Despite distinct classes of psychoactive drugs producing putatively unique states of consciousness, there is surprising overlap in terms of their effects on episodic memory and cognition more generally. Episodic memory is supported by multiple subprocesses that have been mostly overlooked in psychopharmacology and could differentiate drug classes. Here, we reanalyzed episodic memory confidence data from 10 previously published datasets (28 drug conditions total) using signal detection models to estimate 2 conscious states involved in episodic memory and 1 consciously-controlled metacognitive process of memory: the retrieval of specific details from one's past (recollection), noetic recognition in the absence of retrieved details (familiarity), and accurate introspection of memory decisions (metamemory).
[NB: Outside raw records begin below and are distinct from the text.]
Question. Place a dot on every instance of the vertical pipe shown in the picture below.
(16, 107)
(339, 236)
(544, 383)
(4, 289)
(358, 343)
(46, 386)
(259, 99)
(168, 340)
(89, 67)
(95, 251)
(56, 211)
We observed that sedatives, dissociatives, psychedelics, stimulants, and cannabinoids had unique patterns of effects on these mnemonic processes dependent on which phase of memory (encoding, consolidation, or retrieval) was targeted. All drugs at encoding except stimulants impaired recollection, and sedatives, dissociatives, and cannabinoids at encoding impaired familiarity. The effects of sedatives on metamemory were mixed, whereas dissociatives and cannabinoids at encoding tended to enhance metamemory. Surprisingly, psychedelics at encoding tended to enhance familiarity and did not impact metamemory. Stimulants at encoding and retrieval enhanced metamemory, but at consolidation, they impaired metamemory. Together, these findings may have relevance to mechanisms underlying unique subjective phenomena under different drug classes, such as blackouts from sedatives or deja vu from psychedelics. This study provides a framework for interrogating drug effects within a domain of cognition beyond the global impairments on task performance typically reported in psychopharmacology.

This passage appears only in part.